Extracting OSM Features

OpenStreetMap (OSM) is the world's largest, most comprehensive, free geographic database. It was founded in the UK in the Summer of 2004 by Steve Coast. Steve has spent his career outside of OSM working for firms such as Grab, Microsoft, Maxar, TomTom and Wolfram Research.

The OSM dataset is consumed by 10s of millions of users and in the past 30 days has received contributions by over 50K individuals producing almost four million changes every day.

Geofabrik, a German-based consulting firm, produces country and region-specific downloads of the OSM dataset that are refreshed every day. One of the file formats used is the Protocol buffer Binary Format (PBF). For a country like Estonia, the PBF file is around 100 MB.

These files can be used, among other applications, to produce maps. The PBF files can be dropped onto QGIS' interface and it'll import the entirety of the dataset into a new scene.

The issue around doing this is that there are 100s of different types of information contained within any one PBF file, even when the geographic area is very narrow. QGIS initially only offers the chance to filter on geometry type when you first drop the PBF file onto its interface.

Any one geometry type could contain hundreds of different types of records. These aren't categorised in a way that is easy to discover and pick apart in QGIS. Below are the multi-polygon records for OSM's Estonia dataset.

The metadata for each record is stored as a plain-text key-value string rather than JSON. Below I'll extract the most common tags used for Estonia's multi-polygon dataset.

$ ~/duckdb

COPY (
    SELECT other_tags
    FROM   ST_READ('2023-11-28.osm.pbf',
                   open_options=['INTERLEAVED_READING=YES'],
                   layer='multipolygons',
                   sequential_layer_scan=true)
) TO '2023-11-28.other_tags.multipolygons.json';

The above extracted 9,632 multi-polygon records.
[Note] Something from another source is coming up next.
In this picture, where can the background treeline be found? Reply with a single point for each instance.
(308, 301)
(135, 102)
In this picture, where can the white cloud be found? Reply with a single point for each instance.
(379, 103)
Below are the ten most common other_tag values.

$ sort 2023-11-28.other_tags.json | uniq -c | sort -rn | head

302 {"other_tags":"\"natural\"=>\"water\",\"type\"=>\"multipolygon\""}
262 {"other_tags":"\"landuse\"=>\"farmland\",\"type\"=>\"multipolygon\""}
227 {"other_tags":"\"landuse\"=>\"forest\",\"leaf_type\"=>\"mixed\",\"type\"=>\"multipolygon\""}
168 {"other_tags":"\"landuse\"=>\"meadow\",\"type\"=>\"multipolygon\""}
150 {"other_tags":"\"landuse\"=>\"forest\",\"type\"=>\"multipolygon\""}
147 {"other_tags":"\"natural\"=>\"wood\",\"type\"=>\"multipolygon\""}
135 {"other_tags":"\"landuse\"=>\"grass\",\"type\"=>\"multipolygon\""}
110 {"other_tags":"\"natural\"=>\"scrub\",\"type\"=>\"multipolygon\""}
105 {"other_tags":"\"natural\"=>\"grassland\",\"type\"=>\"multipolygon\""}
105 {"other_tags":"\"landuse\"=>\"forest\",\"leaf_type\"=>\"needleleaved\",\"type\"=>\"multipolygon\""}

You'll end up needing to do a lot of string manipulation to create filters in QGIS to isolate the geometry of interest.
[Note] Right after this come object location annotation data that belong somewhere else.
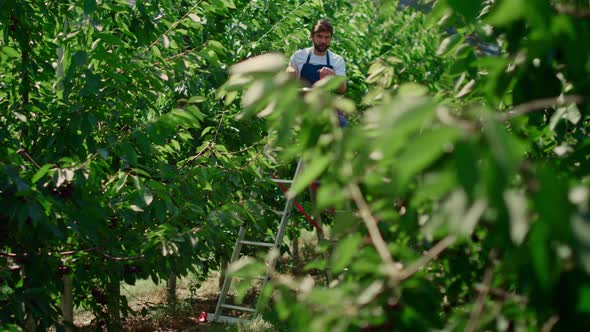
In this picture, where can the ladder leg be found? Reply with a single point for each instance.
(318, 217)
(282, 228)
(227, 279)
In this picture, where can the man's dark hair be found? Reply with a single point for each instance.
(322, 26)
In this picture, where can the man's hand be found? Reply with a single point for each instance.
(325, 72)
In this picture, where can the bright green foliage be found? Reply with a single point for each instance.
(131, 149)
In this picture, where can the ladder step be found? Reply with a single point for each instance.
(281, 181)
(260, 244)
(226, 319)
(237, 307)
(277, 212)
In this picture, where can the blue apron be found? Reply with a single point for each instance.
(310, 74)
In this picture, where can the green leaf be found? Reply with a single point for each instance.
(584, 299)
(517, 208)
(412, 90)
(421, 151)
(111, 39)
(345, 252)
(448, 44)
(468, 8)
(269, 62)
(41, 172)
(196, 99)
(11, 52)
(310, 172)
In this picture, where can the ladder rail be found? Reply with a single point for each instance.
(270, 265)
(227, 278)
(282, 229)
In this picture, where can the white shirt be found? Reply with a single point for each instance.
(300, 57)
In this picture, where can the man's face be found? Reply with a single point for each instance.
(321, 41)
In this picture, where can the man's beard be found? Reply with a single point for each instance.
(321, 48)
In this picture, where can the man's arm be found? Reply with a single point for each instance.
(325, 72)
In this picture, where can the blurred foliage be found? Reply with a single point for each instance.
(132, 148)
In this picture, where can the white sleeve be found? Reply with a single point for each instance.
(339, 67)
(297, 60)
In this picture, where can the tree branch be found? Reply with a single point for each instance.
(538, 104)
(374, 233)
(430, 255)
(483, 293)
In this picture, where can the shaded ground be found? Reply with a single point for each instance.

When I was working on my Natural Earth post a few weeks ago, I was taken aback by how convenient it was to have each feature type as its own Shapefile. There was one file for country borders, railroads, time zones, airports, etc.. Each file could be dragged onto QGIS and would render quickly as no one file contained an overwhelming amount of data.

In contrast, when I drop OSM's PBF file for Estonia onto QGIS, my system takes ages to complete the first render. Every action from then on is very sluggish. When using QGIS, you only want to import the absolutely smallest amount of data you can get away with if you want the application to remain responsive.

Below is a rendering of the Estonian Land Board's building and road data for Tallinn (the land use data came from OSM via Overture). They've done a good job of segmenting the data into separate files and making sure the metadata for each file is well-populated. This makes it easy to drop the Shapefiles onto QGIS and pick a field to colour-code each feature on. This map took a few minutes to put together with most of that time spent playing with different colour schemes.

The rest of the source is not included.